The economy grew by 6.7 per cent in 2008-09, pulled down by slower expansion of 5.8 per cent in the second half of the fiscal in the face of the global crisis.
It also prescribed radical tax reforms, including phasing out of all surcharges, cesses and transaction taxes, a new Income Tax Code, review of customs duty exemption and moving to a uniform duty structure, as also implementation of Goods and Services Tax from April next for long-term sustainability.
Asking the government to divest up to 10 per cent equity in all unlisted public sector undertakings with an annual disinvestment target of Rs 25,000 crore, the Survey also recommended auctioning of all the unviable PSUs.
Though there are indications that the economy may have weathered the worst of the downturn, it cautioned that the situation needed "close watch on various economic indicators including impact of the economic stimulus and developments taking place in the international economy."
Giving a snapshot of the economy during 2008-09, the Survey said: "The Indian economy has shock-absorbers that will facilitate early revival of the growth," adding that banks were financialy sound and forex reserves and debt position were within the comfort zone.
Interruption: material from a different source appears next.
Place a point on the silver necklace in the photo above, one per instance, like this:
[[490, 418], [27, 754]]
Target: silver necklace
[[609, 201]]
The fall-out of the global economic crisis on the Indian economy had been "palpable" in the industry and trade sectors and had also permeated the services sector, the Survey said, pointing that the wide-ranging challenges included enhancement of physical infrastructure and productivity in farm sector.
The Survey, tabled in Parliament by Finance Minister Pranab Mukherjee, also sought reduced role for government and end of state monopoly in areas like Railways, coal and nuclear power while seeking up to 49 per cent Foreign Direct Investment in defence and insurance.
The hitherto politically sensitive areas of FDI in multi- brand retailing, also caught attention of the the Survey, which recommended foreign investment in the area beginning with food.
A day after the government raised the prices of petrol and diesel by Rs four and two, respectively, it said that fuel prices should be freed from government control.
Besides, it added, the government should also develop a policy response system and financial buffer for use when oil prices rise above $80 per barrel in the global market.